Entonces mi tía me cuenta de su infancia en Comapa y de su vida adulta en su
país de residencia. Tía, le digo, ¿y se recuerda del sabor de las pacayas y de
los izotes? ¿Se recuerda de los chaparrones del pozo? Y las dos vamos
reconstruyendo la Comapa que ella dejó de niña y que yo conocí de adolescente,
en visitas cortas. Y nos une a ambas, la migración, como emigraron mis
otras tías del pueblo a la capital. Solo que mi tía y yo nos fuimos
más lejos, nos atravesamos las fronteras en formas muy similares. Eso nos une y
es un hilo muy fuerte. Y la estoy conociendo de adulta, como mujer, como
migrante y como tía.
Gracias a la
tecnología cuando andan cerca mis tías o mis primos, en esta era de
videollamadas logro ver a mi abuela, sus expresiones faciales, su color de
ojos, sus pómulos pronunciados que yo heredé y sus camisas manga larga
enrolladas hasta el codo, también que son mi fascinación y que uso de la misma
forma porque para mí son parte de ese hilar, del tejido de las entrañas de Mamita,
mi bisabuela. Y de Mamita son las recetas que me dio para hacer pan.
Abuela, le enseño
la semitas, mire cómo me quedaron. Ingrata, las arrebataste con el fuego, tenés
que ponerlas a fuego manso, en ese volado que las horneás en la estufa, es
distinto al horno de leña, tenés que ponerlas y estarlas viendo a cada tanto
para que no se te quemen. Y así fue como hice mis primeras semitas
de Comapa, receta que me dio mi abuela que es de Mamita. Pienso que
tal vez en la tercera o cuarta vez ya vayan saliendo como las de Comapa, por
ahora este primer intento lo disfruté paso a paso y hacerlas fue un viaje a mi
natal Comapa, a las entrañas de Mamita y a la añoranza de las manos grandes de
mi abuela.
Cocinar para mí
es hilar el tejido de las ancestras. Hay búsquedas que uno tiene que
hacer, con la urgencia de lo impostergable, en el caso de las semitas, no es
solo el maicillo, el agua de canela o la forma de amasar, es una continuidad.

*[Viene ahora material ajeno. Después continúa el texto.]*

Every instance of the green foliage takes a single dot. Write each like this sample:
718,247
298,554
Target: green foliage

Es amarrar y desatar nudos. Y es también, una conversación con mis ancestras,
aunque en los confines del tiempo no nos hayamos conocido, es reconocerme en
ellas a través de la cocina. Y de mi cuenta corre que las recetas de Mamita
sobrevivan a mi muerte, será la herencia para que un día en los confines del
tiempo quien quiera adentrarse en las búsquedas de lo impostergable
también las encuentre y las beba como una pócima que calma el alma y el
espíritu. Para darle continuidad a este hilar ancestral.